What are some of your favorite books?
I can’t say favorites. It’s just too hard. Right now I’m reading a couple of westerns. I’m reading Lonesome Dove and Blood Meridian. I’m also looking at Fight Club, which I generally don’t like Chuck Palaniuk, but I’m interested in learning the mechanics of fiction and a writer pal told me I should read him. It’s the first paperback I’ve read in awhile — usually I read on a Nook device and so I’m really loving the dog ear and crinkly page turning part...
What do you like to do outside of the office?
I'm always going to be exploring art and deconstructing it to figure out how I can make my own work better, so it's always going to be around that. That's what drives me to unpack music, movies and even photography. I like taking photos, writing my food blog, and cooking.
I recently got some cheap “point and shoot” film cameras from the 80’s and 90’s and so I’m currently falling back into love with photography, which had gotten stale to me in the digital medium.
Shooting film is a denial of the instant gratification you get when you shoot digital and there’s something that feels more important about it. I’m still taking dumb shots of a french fry or something on my phone… but that detritus is now separate from the moment I caught of my daughter noticing our dog for the first time. One will be deleted the next time I upgrade my phone, and one will live on, on real paper and I’ll hand it to her one day and say, “Here’s when you noticed your dog for the first time.” And of course that’s only true if I actually captured that moment — I won’t know until I send it off for development. There’s something at stake in that and it’s kinda refreshing. But in a way it makes that moment tangible, too. And since it’s not on the phone, it separates it and elevates it from so much drivel.
Tell us more about your interest in food.
I have a food blog at icamehereforthefood.com.
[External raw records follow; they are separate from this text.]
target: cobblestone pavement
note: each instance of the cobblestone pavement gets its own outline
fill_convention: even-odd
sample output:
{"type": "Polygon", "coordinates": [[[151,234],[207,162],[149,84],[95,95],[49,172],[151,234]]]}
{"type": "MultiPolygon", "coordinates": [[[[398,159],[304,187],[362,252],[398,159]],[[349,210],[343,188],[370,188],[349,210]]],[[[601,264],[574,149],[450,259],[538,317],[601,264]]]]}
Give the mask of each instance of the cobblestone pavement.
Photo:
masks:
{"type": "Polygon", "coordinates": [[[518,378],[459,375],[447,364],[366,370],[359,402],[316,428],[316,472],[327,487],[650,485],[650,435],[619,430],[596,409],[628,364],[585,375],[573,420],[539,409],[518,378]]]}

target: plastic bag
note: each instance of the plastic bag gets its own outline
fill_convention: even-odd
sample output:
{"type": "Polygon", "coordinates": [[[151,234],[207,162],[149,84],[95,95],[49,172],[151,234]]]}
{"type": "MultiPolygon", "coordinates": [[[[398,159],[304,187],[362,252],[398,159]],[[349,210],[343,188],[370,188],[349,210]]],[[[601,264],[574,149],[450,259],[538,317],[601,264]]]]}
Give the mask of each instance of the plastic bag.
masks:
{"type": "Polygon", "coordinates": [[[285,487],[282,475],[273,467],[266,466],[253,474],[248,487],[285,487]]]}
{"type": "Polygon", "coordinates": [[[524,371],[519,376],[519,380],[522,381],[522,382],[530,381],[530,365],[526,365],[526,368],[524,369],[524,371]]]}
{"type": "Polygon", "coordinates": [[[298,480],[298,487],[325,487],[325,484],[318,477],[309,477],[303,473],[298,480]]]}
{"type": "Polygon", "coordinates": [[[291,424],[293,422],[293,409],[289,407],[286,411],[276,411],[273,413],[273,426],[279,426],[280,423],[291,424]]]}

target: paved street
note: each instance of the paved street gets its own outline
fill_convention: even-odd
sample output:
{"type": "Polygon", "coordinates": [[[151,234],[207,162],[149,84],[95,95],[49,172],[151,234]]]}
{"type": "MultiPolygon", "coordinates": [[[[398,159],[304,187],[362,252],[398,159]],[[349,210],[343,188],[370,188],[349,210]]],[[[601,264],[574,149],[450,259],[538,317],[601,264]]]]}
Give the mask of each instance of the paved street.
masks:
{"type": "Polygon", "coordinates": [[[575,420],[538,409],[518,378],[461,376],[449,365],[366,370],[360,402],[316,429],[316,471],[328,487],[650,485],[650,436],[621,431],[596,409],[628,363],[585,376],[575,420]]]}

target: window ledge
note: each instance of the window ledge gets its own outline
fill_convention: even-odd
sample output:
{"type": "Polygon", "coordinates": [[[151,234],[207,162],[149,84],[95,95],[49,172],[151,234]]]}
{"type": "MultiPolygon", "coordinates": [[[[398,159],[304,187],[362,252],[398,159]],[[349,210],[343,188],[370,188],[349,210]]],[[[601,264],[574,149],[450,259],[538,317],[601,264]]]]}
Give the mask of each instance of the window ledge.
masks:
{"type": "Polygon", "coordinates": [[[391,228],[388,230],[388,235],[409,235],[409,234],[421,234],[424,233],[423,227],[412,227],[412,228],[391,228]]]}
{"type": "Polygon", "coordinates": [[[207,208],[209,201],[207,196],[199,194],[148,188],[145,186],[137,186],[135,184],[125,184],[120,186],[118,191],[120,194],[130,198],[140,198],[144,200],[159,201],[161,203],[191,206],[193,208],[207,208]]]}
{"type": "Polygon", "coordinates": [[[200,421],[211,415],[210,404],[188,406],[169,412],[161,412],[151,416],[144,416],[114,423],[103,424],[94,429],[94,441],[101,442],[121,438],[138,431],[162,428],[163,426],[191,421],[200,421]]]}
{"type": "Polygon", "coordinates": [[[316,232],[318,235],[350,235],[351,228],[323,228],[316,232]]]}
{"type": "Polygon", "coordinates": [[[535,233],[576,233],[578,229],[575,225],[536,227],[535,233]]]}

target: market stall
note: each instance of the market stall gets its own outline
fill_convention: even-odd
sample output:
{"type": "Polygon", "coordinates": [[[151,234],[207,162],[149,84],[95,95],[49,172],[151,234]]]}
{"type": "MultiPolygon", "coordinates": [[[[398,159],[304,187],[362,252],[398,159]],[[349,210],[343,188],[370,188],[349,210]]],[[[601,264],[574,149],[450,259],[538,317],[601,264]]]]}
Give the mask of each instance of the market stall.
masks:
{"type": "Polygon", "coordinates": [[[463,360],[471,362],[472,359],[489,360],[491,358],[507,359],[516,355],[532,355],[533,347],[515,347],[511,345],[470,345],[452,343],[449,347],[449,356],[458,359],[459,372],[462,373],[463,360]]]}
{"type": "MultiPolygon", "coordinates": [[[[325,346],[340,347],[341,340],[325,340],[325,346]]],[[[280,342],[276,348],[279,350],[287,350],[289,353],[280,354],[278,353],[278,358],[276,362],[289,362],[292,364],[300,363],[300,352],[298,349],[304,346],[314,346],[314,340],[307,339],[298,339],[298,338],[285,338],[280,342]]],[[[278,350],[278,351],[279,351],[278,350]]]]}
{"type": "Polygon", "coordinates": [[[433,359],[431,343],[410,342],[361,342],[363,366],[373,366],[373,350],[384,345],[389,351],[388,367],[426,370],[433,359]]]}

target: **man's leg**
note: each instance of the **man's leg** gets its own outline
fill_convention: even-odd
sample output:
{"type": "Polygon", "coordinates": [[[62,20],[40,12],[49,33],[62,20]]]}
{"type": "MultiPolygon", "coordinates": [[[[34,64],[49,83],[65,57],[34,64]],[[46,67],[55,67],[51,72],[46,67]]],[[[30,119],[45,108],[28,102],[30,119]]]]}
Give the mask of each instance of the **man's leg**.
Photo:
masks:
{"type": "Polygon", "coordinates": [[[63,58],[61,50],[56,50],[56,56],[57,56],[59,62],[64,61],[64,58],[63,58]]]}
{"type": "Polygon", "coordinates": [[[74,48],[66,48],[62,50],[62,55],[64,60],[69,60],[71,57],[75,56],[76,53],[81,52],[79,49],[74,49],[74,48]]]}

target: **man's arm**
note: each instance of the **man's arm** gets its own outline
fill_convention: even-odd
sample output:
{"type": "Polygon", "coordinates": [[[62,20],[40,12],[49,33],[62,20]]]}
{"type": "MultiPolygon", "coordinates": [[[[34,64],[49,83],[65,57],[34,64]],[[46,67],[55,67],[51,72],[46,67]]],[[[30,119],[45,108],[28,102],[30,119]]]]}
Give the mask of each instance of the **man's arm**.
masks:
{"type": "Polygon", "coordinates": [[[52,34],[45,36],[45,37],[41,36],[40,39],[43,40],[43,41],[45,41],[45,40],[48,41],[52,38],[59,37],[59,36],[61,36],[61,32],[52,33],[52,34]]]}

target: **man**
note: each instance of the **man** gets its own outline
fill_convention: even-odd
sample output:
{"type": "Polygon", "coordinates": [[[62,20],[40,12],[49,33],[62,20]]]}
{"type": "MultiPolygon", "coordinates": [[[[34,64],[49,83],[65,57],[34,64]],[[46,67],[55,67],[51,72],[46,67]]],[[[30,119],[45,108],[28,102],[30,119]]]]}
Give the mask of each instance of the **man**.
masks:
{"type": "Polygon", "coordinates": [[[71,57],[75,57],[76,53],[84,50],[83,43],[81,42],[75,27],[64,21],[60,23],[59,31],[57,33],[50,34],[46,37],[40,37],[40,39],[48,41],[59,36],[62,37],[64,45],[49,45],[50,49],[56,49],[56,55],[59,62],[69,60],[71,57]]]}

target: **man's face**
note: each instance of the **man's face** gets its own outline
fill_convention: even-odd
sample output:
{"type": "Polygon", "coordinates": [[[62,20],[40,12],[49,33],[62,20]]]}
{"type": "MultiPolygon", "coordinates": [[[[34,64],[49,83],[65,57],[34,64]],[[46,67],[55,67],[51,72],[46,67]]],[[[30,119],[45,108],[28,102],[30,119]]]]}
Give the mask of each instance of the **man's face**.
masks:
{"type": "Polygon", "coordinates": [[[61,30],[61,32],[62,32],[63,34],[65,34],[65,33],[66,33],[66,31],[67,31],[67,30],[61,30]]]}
I generally try to write on that once or twice a month. I have a couple of blogs and a newsletter. I generally consider them arenas for “practice.” The food blog especially so. I do review food there, but more interestingly to me is the sort of cultural critique element of it. I have found food, thanks to the influence of Anthony Bourdain (r.i.p.), as an avenue to think and write about anything in life. It’s an exercise in subversiveness. Also with an element of everyman curiosity. I recently wrote about Braum’s because Lubbock opened several new ones that have been attracting multitudes. What does that say about the state of things? Lol.
What is something not everyone knows about you?
- I play guitar. I brew beer and Kombucha.
- A book I ghost-wrote recently got picked up by an agent and published and the “author” has been on a few podcasts and radio shows for it.
- I rode a Greyhound bus to Wyoming a few years ago and went backpacking for eight days.
- I almost got my major in economics, which means I'm about eight credits away from not ever getting to know anyone at Primitive.
- I used to read my dad’s Tom Clancy and Michael Crichton books in like the 4th grade. I barely understood any of it, but I finished them and loved using the dictionary and context clues to try to gain understanding.
Who do you admire?
My wife – hard. Having a baby just really opens your eyes to the pure bossness women possess. And I’m not saying I never knew it before, but having a child peels back a whole new beautiful layer and It’s impossible to have seen that any other way. Just witnessing the patience and endurance and the tenderness; it’s superhuman.
What is your secret to success?
Am I successful? What is success?
This question assumes a lot, but...I just keep showing up.